Drag View: Generalizable Novel View Synthesis with Unposed Imagery

We introduce DragView, a novel and interactive framework for generating novel views of unseen scenes. DragView initializes the new view from a single source image, and the rendering is supported by a sparse set of unposed multi-view images, all seamlessly executed within a single feed-forward pass. Our approach begins with users dragging a source view through a local relative coordinate system.

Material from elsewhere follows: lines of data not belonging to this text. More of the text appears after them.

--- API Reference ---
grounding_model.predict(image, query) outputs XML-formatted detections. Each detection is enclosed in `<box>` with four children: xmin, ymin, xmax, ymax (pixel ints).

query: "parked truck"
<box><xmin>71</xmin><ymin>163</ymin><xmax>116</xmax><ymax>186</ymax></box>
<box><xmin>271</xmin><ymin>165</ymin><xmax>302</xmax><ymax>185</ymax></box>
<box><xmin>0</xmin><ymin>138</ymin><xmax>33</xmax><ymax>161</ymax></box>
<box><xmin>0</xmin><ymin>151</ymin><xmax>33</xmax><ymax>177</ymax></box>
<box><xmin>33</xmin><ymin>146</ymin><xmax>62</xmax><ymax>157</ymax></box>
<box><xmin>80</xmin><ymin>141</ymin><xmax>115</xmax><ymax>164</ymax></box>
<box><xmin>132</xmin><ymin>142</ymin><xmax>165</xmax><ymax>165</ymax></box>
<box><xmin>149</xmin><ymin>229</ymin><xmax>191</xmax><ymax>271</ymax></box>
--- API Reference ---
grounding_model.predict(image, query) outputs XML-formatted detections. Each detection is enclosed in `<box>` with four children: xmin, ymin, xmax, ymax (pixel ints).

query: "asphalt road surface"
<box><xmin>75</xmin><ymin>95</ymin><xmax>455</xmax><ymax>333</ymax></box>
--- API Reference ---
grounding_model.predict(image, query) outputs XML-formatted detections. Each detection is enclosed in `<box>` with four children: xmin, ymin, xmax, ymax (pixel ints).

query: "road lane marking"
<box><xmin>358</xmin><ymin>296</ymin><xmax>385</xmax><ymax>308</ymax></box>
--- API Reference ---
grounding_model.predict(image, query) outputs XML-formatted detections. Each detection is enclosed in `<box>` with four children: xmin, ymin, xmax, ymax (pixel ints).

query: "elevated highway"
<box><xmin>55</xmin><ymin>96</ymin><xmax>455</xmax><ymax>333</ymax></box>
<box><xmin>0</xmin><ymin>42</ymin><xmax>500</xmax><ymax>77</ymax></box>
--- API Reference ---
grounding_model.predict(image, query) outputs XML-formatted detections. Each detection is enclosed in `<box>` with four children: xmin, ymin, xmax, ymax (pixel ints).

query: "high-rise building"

Pixel-aligned features are obtained by projecting the sampled 3D points along the target ray onto the source view. We then incorporate a view-dependent modulation layer to effectively handle occlusion during the projection. Additionally, we broaden the epipolar attention mechanism to encompass all source pixels, facilitating the aggregation of initialized coordinate-aligned point features from other unposed views. Finally, we employ another transformer to decode ray features into final pixel intensities. Crucially, our framework does not rely on either 2D prior models or the explicit estimation of camera poses. During testing, DragView showcases the capability to generalize to new scenes unseen during training, also utilizing only unposed support images, enabling the generation of photo-realistic new views characterized by flexible camera trajectories. In our experiments, we conduct a comprehensive comparison of the performance of DragView with recent scene representation networks operating under pose-free conditions, as well as with generalizable NeRFs subject to noisy test camera poses. DragView consistently demonstrates its superior performance in view synthesis quality, while also being more user-friendly. Project page: https://zhiwenfan.github.io/DragView/.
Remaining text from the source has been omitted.